In our prison system we get blast emails. Dinah recently has listened to me rant about how much I hate random blast emails from the many organizations I belong to. I get blast email from my professional organizations (two of them), the local symphony, my car dealership, two academic institutions and any company I've ever done business with. I spend more time deleting email than I do reading and responding to email I really want.

But anyway, I get blast email from prison. The majority of it are press releases about various and sundry governer or secretary initiatives, but for some reason they also send out emails about deaths in the system. Not prisoner deaths, not anything work related, but the deaths of anybody who works in the system or is related to a DOC employee. These are called "family passing" notices, after the subject heading of the email.

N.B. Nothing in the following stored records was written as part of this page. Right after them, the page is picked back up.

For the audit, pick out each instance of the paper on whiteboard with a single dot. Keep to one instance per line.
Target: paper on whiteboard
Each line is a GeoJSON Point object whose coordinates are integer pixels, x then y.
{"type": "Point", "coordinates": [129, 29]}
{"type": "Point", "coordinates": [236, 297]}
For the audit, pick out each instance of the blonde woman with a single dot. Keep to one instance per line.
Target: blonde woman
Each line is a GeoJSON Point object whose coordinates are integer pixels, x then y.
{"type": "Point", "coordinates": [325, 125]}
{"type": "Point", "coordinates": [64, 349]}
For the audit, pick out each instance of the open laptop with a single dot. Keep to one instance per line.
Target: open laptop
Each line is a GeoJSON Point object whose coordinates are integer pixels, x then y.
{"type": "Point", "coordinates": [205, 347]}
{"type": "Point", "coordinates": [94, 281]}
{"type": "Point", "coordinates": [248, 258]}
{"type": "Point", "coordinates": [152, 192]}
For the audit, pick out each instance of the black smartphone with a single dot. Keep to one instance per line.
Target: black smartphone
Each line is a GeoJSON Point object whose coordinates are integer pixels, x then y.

Today I got three "family passing" blast emails. I don't know any of the people who died and all of them were relatives of DOC employees, and I didn't know the employees. They work in institutions on the opposite end of the state from where I am and it's unlikely I'll ever meet them.

I'm not sure why DOC officials decided I needed to know about these deaths. I'm not sure what I'm supposed to do with this information. I don't understand how they think it will help morale to know that people are dropping like flies right and left. I wonder if they realize that for most people this just reinforces the idea that when you die the majority of people will have no clue that you ever even existed.

I have my email rules set up now to automatically delete any message with "Family Passing" in the subject heading. I suppose I could send in a request to be taken off the notification list but in the bureaucratic world I live in, I know that would only last until the next employee comes in and takes over the death notification job. I'm sure I'll get a blast email to let me know when that happens.

2 comments:

Mike said...

I drove a truck OTR and the company use to send out computer messages about the deaths of other employees.

Getting a death notice about a total stranger makes no sense.It was actually kind of morbid.

Jennifer Riley said...

You have to wonder why the surviving family member would want such personal information sent out to everyone in the department. I'm assuming permission was given by these individuals to the bureaucrats to share their confidential information. I remember receiving an email of the same type and being utterly confused as to what I was supposed to do with that information.